Four players - David Bentley, Bale, Modric, shunted from a central role to the wing, and Giovani dos Santos - have started on the left of midfield already. It is worth remembering that Bentley, a certain prolific Portuguese excepted, was as effective as any right winger in the Premier League last season, but he has been utilised largely on the opposite flank.
Jermaine Jenas, newly promoted to the vice-captaincy and one of the more effective performers thus far, was demoted from the team for the pivotal game against Aston Villa. Aaron Lennon has not been on form, barring a decent showing at Wigan. Bale seems to alternate between midfield and defence, while the odd-job men Tom Huddlestone and Didier Zokora do so between midfield, defence and the bench.
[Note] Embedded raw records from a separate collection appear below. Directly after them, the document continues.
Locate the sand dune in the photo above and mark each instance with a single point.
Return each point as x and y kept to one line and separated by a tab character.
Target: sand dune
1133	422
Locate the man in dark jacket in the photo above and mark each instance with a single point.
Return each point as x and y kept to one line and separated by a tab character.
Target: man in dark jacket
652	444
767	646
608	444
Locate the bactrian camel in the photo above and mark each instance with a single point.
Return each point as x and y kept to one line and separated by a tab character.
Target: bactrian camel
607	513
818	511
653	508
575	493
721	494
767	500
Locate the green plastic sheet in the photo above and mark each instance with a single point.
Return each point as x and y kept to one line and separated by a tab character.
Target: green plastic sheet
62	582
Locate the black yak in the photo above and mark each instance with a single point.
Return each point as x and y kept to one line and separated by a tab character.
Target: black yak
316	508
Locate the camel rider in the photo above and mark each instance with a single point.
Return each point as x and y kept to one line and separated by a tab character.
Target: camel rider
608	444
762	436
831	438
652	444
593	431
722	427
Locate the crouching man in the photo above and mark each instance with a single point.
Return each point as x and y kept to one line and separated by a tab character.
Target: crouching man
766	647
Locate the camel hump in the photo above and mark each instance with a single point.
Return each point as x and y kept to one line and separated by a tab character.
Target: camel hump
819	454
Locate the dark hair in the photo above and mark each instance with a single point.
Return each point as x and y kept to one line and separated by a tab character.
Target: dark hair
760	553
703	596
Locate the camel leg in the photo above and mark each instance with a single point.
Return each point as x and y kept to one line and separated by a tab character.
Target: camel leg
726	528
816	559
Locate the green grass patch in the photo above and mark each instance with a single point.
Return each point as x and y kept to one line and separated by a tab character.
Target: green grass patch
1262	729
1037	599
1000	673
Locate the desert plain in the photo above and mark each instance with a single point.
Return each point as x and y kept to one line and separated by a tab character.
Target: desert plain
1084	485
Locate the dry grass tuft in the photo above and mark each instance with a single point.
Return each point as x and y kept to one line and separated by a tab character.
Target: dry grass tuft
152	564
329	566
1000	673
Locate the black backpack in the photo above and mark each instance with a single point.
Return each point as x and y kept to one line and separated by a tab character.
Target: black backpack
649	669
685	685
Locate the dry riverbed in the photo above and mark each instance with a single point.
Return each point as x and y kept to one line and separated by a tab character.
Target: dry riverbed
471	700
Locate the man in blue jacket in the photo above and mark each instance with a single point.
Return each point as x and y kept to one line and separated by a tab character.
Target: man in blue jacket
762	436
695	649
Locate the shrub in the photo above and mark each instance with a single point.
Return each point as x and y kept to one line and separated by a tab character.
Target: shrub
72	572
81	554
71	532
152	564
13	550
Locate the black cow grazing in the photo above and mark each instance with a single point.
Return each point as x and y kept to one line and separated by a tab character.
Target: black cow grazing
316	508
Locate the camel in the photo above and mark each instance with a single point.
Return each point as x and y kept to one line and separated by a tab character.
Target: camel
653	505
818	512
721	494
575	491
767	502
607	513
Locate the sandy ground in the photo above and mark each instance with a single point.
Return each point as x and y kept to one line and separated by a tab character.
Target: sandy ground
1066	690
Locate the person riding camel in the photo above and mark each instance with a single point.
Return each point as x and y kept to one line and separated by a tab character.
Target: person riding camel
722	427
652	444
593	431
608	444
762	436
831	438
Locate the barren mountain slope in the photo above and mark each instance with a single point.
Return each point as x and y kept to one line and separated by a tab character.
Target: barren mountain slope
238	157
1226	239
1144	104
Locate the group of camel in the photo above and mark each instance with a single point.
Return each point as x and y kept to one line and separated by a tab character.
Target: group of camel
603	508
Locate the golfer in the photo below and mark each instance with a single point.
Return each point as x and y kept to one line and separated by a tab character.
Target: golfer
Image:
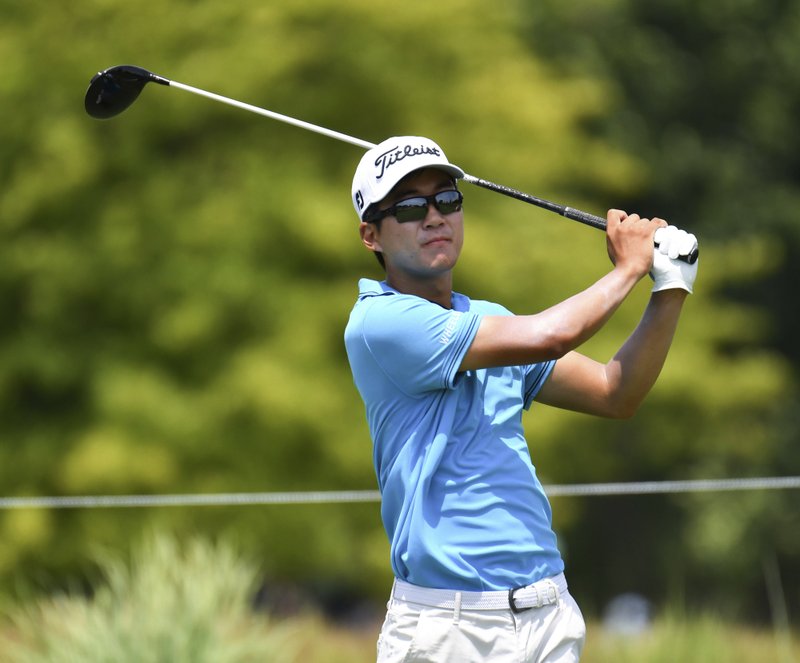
445	379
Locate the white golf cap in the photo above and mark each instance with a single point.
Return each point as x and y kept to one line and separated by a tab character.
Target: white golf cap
387	163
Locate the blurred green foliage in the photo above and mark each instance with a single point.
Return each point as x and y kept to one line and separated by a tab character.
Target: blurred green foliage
175	282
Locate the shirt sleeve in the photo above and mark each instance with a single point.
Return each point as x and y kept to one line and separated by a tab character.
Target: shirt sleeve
417	344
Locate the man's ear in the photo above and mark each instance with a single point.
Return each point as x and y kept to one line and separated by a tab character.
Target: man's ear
369	236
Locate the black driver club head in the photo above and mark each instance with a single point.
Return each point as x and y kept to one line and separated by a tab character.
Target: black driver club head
111	91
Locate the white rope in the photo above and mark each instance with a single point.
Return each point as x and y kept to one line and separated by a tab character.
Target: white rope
349	496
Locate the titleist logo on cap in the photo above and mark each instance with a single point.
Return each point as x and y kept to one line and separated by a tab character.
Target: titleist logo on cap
394	155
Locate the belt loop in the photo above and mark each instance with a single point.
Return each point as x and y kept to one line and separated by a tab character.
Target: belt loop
457	608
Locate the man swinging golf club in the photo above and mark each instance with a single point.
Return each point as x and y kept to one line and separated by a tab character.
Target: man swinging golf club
444	379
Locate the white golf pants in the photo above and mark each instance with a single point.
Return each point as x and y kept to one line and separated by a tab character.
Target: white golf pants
440	626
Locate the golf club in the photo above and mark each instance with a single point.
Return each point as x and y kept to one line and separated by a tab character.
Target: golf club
113	90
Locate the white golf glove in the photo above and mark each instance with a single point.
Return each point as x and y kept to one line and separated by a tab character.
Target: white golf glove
668	272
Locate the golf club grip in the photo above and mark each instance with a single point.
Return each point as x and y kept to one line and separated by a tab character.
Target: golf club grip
567	212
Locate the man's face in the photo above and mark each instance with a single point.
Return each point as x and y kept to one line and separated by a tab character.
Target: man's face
418	249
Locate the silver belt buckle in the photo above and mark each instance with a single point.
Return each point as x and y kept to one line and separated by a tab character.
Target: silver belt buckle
512	602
Comolli, given his habit of encumbering his managers with unbalanced squads, bears the brunt of the blame, but Ramos is culpable too.
The Spaniard remains imaginative and often excellent when choosing his substitutes, but his initial selections can perplex. Other managers alternate players, but within a system and a style of play. There is a difference between squad rotation and random selections; it is Azinger versus Faldo.
The same 11 cannot be fielded for every game, but it would be instructive to know what Ramos considered - regardless of the opposition and assuming all were similarly fit - was his strongest side, whether the focal point is a playmaker or a target man and if it should include one or two deeper-lying midfielders.
On and off the pitch, an understanding looks elusive. Tottenham still resemble a group of players hurriedly assembled on a football management simulation game, rather than a team. Comolli is believed to have spent the evening of September 1 desperately ringing around in a bid to find another forward. Ramos seems to select a different side each time. His impatience, it seems, mirrors that of the club.
There is no doubt that the aim remains to gatecrash the four-team party at the top. But when Tottenham are bottom of the Premier League, the gulf between ambition and reality looks ever larger. For a side with aspirations of finishing fourth, they could kick off at Portsmouth on Sunday 11 points adrift of Aston Villa, occupants of that prized position.
After their annual overhaul, Spurs may have the most talented squad outside the established elite, Manchester City's sudden wealth and Villa's continued progress notwithstanding.
Confronted with City's billions, everyone else has a handicap. But after a summer of upheaval, Tottenham's is greater and the fault lies within. Unready for the start of the season, their quest for a winning formula looks no nearer resolution. Having failed to prepare, Tottenham are already preparing to fail in their latest bid to go fourth.